Se ela não se mexesse muito, a magia continuaria ali por mais algumas horas. Orion só precisava ficar sugando mana do ar e converter para a runa.
— Agora, onde esses mosquitos estão se escondendo?
I
Linus usava o cajado pra criar uma imensa pressão de ar ao redor de Rago e Polly. Os mosquitos zumbis tentavam penetrar a sua defesa, bicando e perfurando o ar com seus finos bicos avermelhados.
Aqueles insetos malditos tinham uma resistência muito acima do que falaram pra ele.
Os desgraçados do Kuma me enganaram.
Rago era Cavaleiro e Polly carregava um livro debaixo do braço que ela dizia ser para encantamentos.

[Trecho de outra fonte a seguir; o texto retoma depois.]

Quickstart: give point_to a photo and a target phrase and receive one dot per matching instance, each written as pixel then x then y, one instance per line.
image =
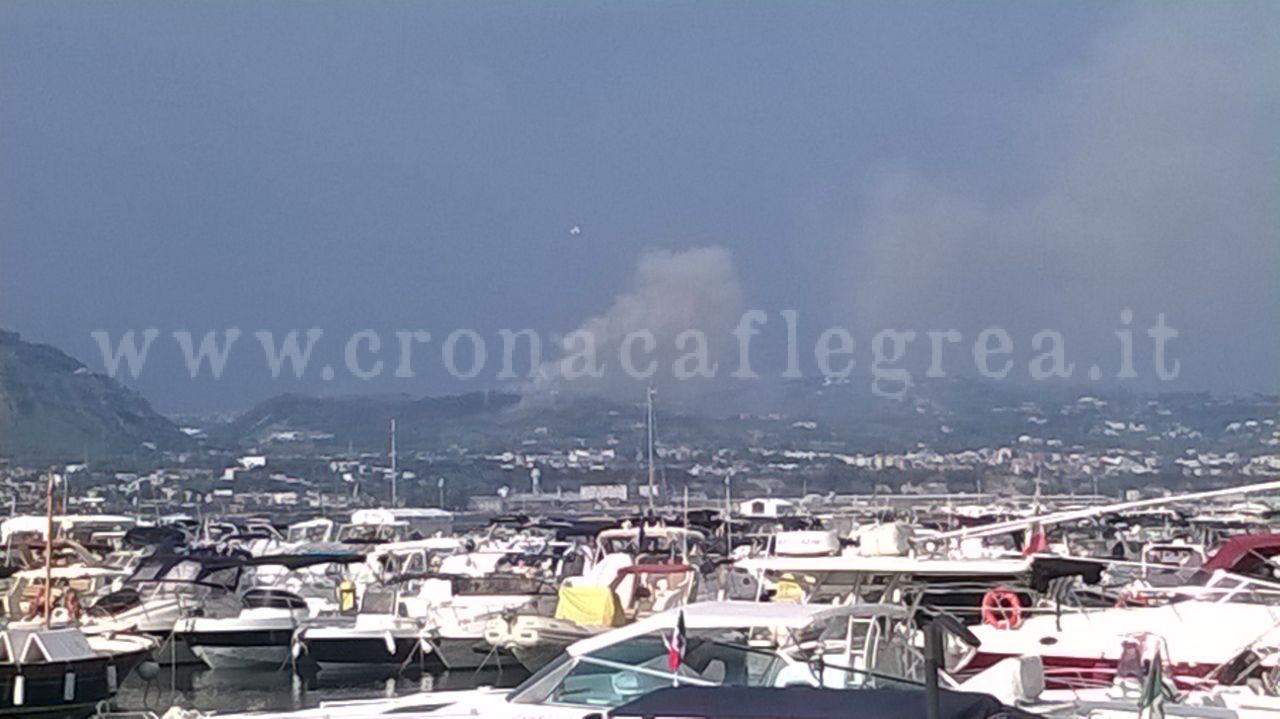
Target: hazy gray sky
pixel 348 165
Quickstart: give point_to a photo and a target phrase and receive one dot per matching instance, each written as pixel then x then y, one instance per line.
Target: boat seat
pixel 795 676
pixel 714 671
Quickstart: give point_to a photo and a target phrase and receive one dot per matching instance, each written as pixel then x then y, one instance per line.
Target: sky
pixel 558 165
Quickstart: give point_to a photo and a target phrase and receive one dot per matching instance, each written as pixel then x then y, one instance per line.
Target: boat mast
pixel 393 462
pixel 649 425
pixel 49 553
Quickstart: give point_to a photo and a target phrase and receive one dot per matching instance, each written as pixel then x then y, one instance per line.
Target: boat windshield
pixel 622 672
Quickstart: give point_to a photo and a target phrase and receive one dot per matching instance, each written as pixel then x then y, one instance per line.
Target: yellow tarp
pixel 590 607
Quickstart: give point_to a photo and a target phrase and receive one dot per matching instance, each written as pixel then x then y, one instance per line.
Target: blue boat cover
pixel 808 703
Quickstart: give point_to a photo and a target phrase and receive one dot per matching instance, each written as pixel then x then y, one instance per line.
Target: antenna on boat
pixel 649 425
pixel 49 553
pixel 393 461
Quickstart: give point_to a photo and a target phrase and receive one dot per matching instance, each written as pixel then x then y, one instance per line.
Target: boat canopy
pixel 807 703
pixel 735 616
pixel 1243 554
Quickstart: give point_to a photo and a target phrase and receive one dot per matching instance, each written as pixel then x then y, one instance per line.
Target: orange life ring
pixel 37 605
pixel 72 604
pixel 1001 609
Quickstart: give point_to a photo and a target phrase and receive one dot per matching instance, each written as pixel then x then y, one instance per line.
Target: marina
pixel 1056 609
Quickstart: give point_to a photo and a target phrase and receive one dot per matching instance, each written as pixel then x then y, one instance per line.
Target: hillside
pixel 54 408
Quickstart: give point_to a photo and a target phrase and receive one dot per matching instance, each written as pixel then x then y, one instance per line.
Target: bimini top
pixel 734 616
pixel 1243 553
pixel 888 566
pixel 807 703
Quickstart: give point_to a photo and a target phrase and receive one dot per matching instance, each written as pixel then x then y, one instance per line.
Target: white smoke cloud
pixel 670 293
pixel 1152 183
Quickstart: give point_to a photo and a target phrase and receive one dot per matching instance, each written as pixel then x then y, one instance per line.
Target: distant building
pixel 604 493
pixel 767 507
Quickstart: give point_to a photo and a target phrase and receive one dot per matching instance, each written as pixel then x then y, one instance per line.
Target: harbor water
pixel 208 690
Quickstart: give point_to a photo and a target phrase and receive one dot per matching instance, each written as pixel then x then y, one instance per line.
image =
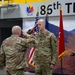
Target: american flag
pixel 32 50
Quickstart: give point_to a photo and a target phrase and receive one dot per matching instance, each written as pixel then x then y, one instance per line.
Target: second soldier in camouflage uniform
pixel 45 54
pixel 12 53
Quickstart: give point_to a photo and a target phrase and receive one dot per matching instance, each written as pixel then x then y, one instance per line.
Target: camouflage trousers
pixel 42 68
pixel 18 72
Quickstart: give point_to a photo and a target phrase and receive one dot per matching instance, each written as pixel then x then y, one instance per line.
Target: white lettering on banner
pixel 52 8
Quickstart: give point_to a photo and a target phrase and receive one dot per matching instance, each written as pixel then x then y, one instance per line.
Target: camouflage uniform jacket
pixel 12 53
pixel 46 48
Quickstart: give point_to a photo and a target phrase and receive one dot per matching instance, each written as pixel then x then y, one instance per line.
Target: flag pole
pixel 61 66
pixel 61 42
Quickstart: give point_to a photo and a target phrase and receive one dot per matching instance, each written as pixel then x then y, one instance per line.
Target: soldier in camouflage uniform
pixel 12 53
pixel 45 54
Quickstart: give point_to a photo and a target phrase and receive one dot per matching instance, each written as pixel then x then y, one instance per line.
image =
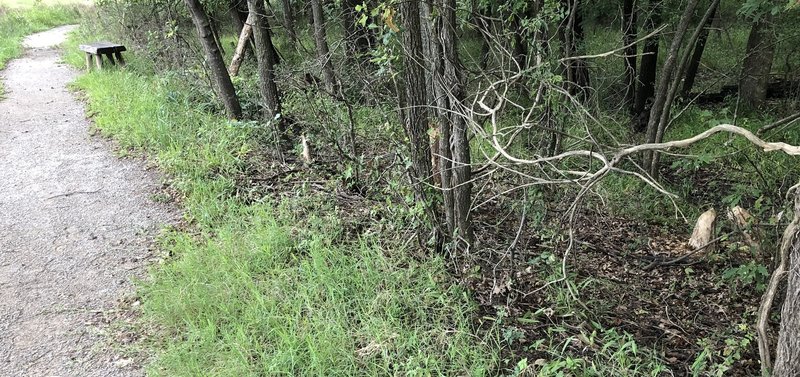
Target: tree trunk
pixel 222 81
pixel 787 358
pixel 358 38
pixel 647 71
pixel 459 142
pixel 694 64
pixel 266 62
pixel 245 36
pixel 288 20
pixel 576 73
pixel 672 90
pixel 664 80
pixel 757 63
pixel 238 14
pixel 323 53
pixel 415 99
pixel 520 49
pixel 438 99
pixel 628 39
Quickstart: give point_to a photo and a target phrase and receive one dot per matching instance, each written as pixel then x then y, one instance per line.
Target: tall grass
pixel 15 24
pixel 272 289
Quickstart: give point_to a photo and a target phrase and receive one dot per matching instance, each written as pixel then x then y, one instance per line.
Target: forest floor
pixel 76 224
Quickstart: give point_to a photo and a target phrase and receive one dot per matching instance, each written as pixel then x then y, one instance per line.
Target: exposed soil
pixel 76 225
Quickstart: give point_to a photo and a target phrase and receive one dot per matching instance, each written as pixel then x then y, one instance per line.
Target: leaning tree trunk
pixel 694 63
pixel 757 63
pixel 672 90
pixel 787 358
pixel 266 62
pixel 647 71
pixel 219 73
pixel 664 81
pixel 323 53
pixel 629 39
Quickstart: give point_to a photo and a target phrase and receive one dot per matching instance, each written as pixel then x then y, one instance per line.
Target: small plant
pixel 751 273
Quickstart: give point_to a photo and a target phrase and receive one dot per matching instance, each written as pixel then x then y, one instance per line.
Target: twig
pixel 656 263
pixel 73 193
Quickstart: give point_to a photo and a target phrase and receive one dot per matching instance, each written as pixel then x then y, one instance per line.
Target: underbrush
pixel 15 24
pixel 273 287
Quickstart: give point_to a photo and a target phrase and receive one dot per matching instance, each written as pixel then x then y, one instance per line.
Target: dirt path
pixel 75 224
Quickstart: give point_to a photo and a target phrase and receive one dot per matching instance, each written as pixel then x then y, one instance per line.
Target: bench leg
pixel 110 58
pixel 88 61
pixel 120 60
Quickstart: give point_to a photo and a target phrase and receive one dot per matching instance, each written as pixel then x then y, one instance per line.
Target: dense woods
pixel 553 156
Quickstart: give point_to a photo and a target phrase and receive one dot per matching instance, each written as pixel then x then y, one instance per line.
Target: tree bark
pixel 459 143
pixel 442 158
pixel 415 99
pixel 628 39
pixel 576 73
pixel 787 358
pixel 289 20
pixel 245 36
pixel 358 38
pixel 222 80
pixel 323 53
pixel 672 90
pixel 266 62
pixel 238 14
pixel 664 80
pixel 757 63
pixel 694 63
pixel 647 71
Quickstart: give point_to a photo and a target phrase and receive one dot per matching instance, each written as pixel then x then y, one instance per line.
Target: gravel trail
pixel 76 224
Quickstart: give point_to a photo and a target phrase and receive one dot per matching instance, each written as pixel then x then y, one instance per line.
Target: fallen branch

Sentia que o grupo era terrível para qualquer situação emergencial, e sua mana estava se esgotando pouco a pouco.
Os Mosquitos sugavam mana ao bicar na parede de ar que criou.
— Não vou aguentar muito — manteve a calma ao dizer aos dois. — Vamos ter que recuar. São muitos e são sugadores. Talvez uns cem pontos.
— Só cem? — Rago perguntou, frustrado. — O Irio não disse que dava pra fazer duzentos só com duas pessoas?
A barreira definhou e quase trinta dos insetos voadores entraram. Polly soltou um gemido baixo e ergueu a mão. Várias fagulhas saíram das runas, destroçando-os.
Linus encarou Rago após isso.
— Entendeu agora? Um segundo aberto e trinta deles entraram. Temos que voltar.
— E como vamos fazer isso? — perguntou Polly. — Eles estão por toda parte.
É só expelir todos eles, Linus queria dizer. Correr era o jeito mais rápido. Rago conseguiria acompanhar seu ritmo, mas Polly não. As magia dela não ajudavam em nada, essas faíscas não eram nada além de fragmentos de um livro que ela não tinha como ler.
Uma perda de tempo. E Rago assentiu ao ver sua face decisiva.
— Polly — Linus disse. — Nossa parceria chegou ao fim. Obrigado por tudo.
— O quê?
Antes de ter a resposta, Linus abriu os braços e desfez a runa. A rajada aumentou duas vezes, distanciando os mosquitos. E passou por ela correndo. A garota segurou o livro com força, e tentou fugir também.
Seus pés. Correntes a prendiam, enroscadas em seus calcanhares. Eram feitas de vento.
Viu Linus e Rago correndo, já longe para não serem pegos. E ela, fechando os olhos, começou a chorar.
No escuro, sentiu as criaturas avançarem.